Veto session priorities stacking up for Illinois legislators



(The Center Square) – From energy policy to the Invest in Kids Act, Illinois legislators returning to Springfield next month are already laying out their expectations.

State Sen. Andrew Chesney, R-Freeport, said the fight of the fall session is going to be renewing the privately-funded Invest in Kids school choice scholarship program. The program gives a 75% state income tax credit for donations but expires at the end of the year.

Chesney said a bipartisan approach to lift the nuclear moratorium Gov. J.B. Pritzker vetoed will also be top of mind.

“To have a more balanced energy approach to support the changing habits that are being dictated by the government,” Chesney told The Center Square.

State Rep. Wayne Rosenthal, R-Morrisonville, expects energy policy will be a dominating factor during fall session.

“You gotta choose between powering your vehicle or powering your air conditioning,” Rosenthal said. “Whether solar panels and wind can generate enough electricity to continue to meet all of our needs has yet to be seen.”

Lawmakers may also consider Pritzker’s veto of a measure giving right of first refusal to Ameren Illinois when constructing electric transmission lines.

“I think it’s very important,” Rosenthal told The Center Square. “One thing is we need to make sure that we have a source of electricity as more electric vehicles come online and recharging goes on.”

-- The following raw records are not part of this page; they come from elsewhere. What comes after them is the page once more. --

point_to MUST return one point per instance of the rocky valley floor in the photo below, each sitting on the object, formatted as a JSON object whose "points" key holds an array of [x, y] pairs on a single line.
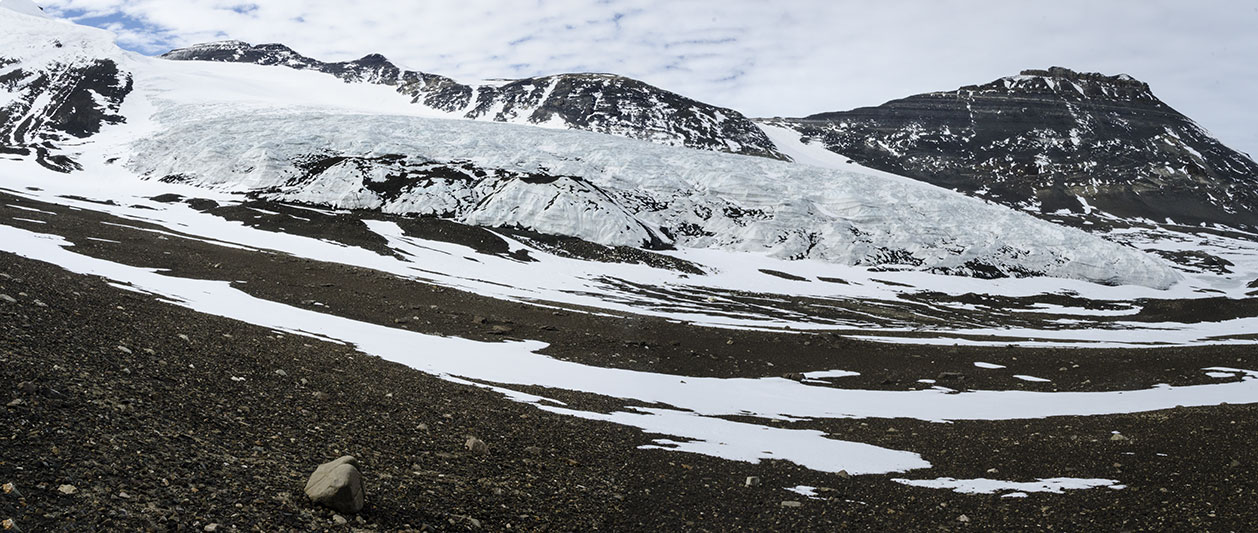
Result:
{"points": [[128, 412]]}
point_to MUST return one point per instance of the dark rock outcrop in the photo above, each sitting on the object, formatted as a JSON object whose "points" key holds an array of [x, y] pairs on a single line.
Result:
{"points": [[1051, 141], [58, 102], [604, 103]]}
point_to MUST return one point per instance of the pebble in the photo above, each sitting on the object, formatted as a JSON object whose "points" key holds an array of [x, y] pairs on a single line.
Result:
{"points": [[477, 445]]}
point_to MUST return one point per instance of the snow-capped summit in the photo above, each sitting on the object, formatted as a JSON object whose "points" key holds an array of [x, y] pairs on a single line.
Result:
{"points": [[58, 82], [1054, 142], [604, 103], [23, 6], [297, 135]]}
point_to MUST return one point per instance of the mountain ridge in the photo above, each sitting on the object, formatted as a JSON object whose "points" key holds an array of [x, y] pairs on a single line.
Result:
{"points": [[1053, 142], [598, 102]]}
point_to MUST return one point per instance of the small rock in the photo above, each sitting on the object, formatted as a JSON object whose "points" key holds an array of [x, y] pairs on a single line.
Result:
{"points": [[477, 445], [337, 485]]}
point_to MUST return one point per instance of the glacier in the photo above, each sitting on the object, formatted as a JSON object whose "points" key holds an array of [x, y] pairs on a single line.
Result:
{"points": [[310, 138]]}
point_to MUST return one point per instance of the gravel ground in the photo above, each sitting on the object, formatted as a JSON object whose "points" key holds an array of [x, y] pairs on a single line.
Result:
{"points": [[161, 417]]}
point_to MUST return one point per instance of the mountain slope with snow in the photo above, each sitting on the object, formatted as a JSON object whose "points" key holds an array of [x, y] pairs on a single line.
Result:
{"points": [[58, 83], [604, 103], [302, 136], [1053, 142]]}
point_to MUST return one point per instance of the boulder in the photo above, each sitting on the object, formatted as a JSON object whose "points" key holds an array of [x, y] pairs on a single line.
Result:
{"points": [[337, 485]]}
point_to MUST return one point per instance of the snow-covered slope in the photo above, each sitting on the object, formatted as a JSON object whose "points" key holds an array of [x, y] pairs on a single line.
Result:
{"points": [[307, 137], [58, 82], [604, 103]]}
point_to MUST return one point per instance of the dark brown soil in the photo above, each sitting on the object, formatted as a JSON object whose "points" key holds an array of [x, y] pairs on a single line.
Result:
{"points": [[160, 436]]}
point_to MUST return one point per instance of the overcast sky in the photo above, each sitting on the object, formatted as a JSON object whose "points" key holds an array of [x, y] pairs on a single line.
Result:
{"points": [[762, 58]]}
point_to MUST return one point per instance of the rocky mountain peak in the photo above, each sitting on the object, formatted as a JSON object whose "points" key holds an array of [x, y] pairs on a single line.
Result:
{"points": [[599, 102], [1056, 142]]}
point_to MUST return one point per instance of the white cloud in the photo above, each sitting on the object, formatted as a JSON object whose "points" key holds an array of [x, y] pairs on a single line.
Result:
{"points": [[786, 58]]}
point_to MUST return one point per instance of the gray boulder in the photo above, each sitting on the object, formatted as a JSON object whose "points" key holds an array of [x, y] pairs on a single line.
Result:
{"points": [[337, 485]]}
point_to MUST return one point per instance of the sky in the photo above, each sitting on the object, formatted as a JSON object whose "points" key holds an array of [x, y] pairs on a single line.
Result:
{"points": [[764, 58]]}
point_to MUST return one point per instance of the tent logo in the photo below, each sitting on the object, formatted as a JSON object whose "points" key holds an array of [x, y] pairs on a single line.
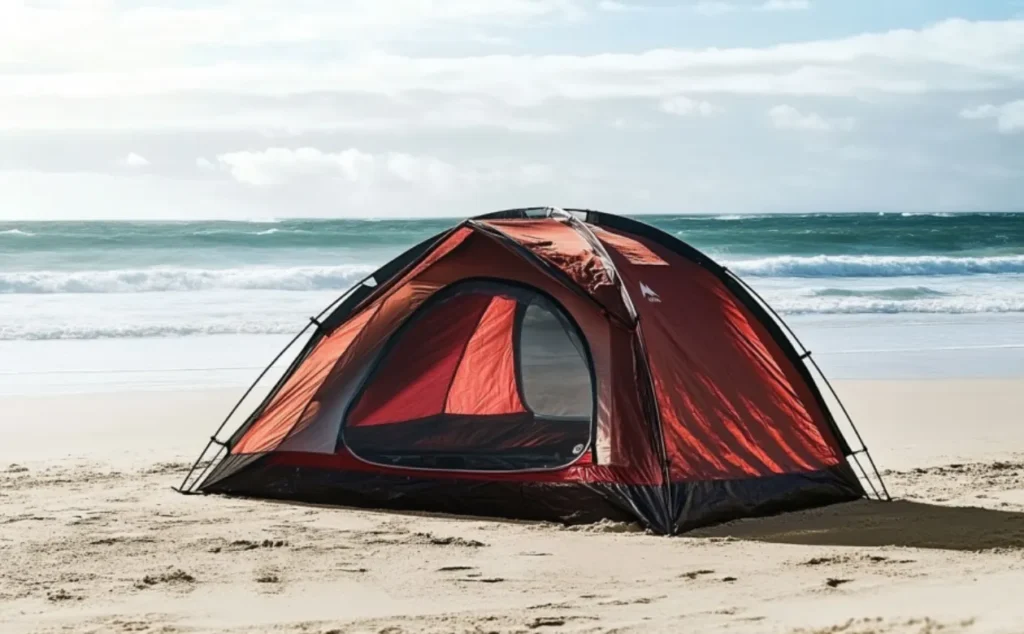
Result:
{"points": [[649, 294]]}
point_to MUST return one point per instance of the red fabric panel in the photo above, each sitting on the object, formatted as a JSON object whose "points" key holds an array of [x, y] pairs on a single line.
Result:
{"points": [[413, 381], [731, 404], [484, 382], [283, 413], [564, 248], [624, 435], [632, 250], [298, 395]]}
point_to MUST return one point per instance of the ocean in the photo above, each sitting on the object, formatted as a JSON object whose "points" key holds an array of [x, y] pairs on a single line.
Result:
{"points": [[95, 305]]}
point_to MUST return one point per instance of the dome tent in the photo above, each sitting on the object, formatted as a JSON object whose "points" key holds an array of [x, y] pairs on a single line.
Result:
{"points": [[542, 364]]}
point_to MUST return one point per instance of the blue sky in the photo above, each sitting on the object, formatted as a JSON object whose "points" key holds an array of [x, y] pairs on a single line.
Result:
{"points": [[154, 109]]}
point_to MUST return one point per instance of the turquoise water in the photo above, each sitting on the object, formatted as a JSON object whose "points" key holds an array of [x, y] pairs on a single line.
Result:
{"points": [[111, 305], [132, 280]]}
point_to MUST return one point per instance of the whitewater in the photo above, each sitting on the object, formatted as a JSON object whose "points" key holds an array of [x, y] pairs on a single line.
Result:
{"points": [[61, 281]]}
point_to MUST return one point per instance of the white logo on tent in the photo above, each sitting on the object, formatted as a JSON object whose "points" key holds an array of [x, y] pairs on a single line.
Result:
{"points": [[649, 294]]}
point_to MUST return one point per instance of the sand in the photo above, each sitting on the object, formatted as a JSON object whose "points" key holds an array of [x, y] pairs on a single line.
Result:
{"points": [[92, 539]]}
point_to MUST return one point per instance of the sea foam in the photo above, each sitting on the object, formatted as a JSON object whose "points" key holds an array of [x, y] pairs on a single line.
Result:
{"points": [[876, 266], [176, 279]]}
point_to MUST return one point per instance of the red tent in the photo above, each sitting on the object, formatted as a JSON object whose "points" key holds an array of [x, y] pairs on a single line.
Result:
{"points": [[547, 365]]}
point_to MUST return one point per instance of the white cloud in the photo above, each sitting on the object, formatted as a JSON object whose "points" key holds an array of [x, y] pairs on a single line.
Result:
{"points": [[612, 5], [954, 55], [784, 5], [352, 167], [281, 165], [1009, 117], [785, 117], [92, 32], [685, 107], [714, 7], [135, 161]]}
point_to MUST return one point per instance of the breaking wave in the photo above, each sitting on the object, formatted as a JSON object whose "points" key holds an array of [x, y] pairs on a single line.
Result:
{"points": [[173, 279], [877, 266], [50, 333]]}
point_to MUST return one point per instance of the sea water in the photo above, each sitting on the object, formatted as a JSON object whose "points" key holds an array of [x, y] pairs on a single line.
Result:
{"points": [[114, 305]]}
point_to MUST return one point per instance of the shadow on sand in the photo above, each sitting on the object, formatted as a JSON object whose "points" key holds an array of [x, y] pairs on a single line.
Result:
{"points": [[910, 524]]}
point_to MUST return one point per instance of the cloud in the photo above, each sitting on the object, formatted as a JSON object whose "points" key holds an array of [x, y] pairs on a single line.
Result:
{"points": [[784, 5], [94, 32], [1009, 117], [714, 7], [722, 7], [685, 107], [135, 161], [613, 6], [950, 56], [785, 117], [354, 168]]}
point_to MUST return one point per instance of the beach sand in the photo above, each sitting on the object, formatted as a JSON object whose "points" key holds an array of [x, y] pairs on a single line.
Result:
{"points": [[92, 539]]}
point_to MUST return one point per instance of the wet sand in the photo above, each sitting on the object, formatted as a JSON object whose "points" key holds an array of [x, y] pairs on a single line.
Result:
{"points": [[92, 539]]}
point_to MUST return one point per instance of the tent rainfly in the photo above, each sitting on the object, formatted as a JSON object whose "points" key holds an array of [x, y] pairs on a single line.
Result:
{"points": [[542, 364]]}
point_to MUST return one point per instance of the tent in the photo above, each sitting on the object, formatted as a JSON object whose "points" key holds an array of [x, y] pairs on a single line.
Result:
{"points": [[543, 364]]}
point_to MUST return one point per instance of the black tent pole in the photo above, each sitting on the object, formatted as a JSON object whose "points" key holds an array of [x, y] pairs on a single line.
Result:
{"points": [[213, 439], [805, 356]]}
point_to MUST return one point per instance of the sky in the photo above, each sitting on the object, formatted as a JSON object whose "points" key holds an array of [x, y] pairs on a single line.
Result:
{"points": [[274, 109]]}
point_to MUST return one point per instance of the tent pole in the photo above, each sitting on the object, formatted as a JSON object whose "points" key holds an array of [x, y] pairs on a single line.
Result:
{"points": [[223, 446], [213, 438], [806, 356]]}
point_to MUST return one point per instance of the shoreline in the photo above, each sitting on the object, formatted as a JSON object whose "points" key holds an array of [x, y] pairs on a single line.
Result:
{"points": [[92, 538]]}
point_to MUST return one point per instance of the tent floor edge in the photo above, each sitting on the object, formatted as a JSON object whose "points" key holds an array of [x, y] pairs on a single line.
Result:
{"points": [[701, 504], [695, 505], [565, 503]]}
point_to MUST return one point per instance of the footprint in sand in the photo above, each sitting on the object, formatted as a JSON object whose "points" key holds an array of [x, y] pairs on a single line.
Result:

State Rep. Jay Hoffman, D-Swansea, said he hopes to move forward with allowing small modular nuclear reactors and other priorities during veto session.

“Accept the amendatory veto on the private-public partnerships so that we can move forward with some of the biggest construction jobs we’re going to be facing here in Illinois,” Hoffman said. “As we move forward to be closer to veto session, I think we’ll be sitting down with the governor’s office to determine a course of action.”

The six-day veto session is scheduled to begin Oct. 24 and end Nov. 9.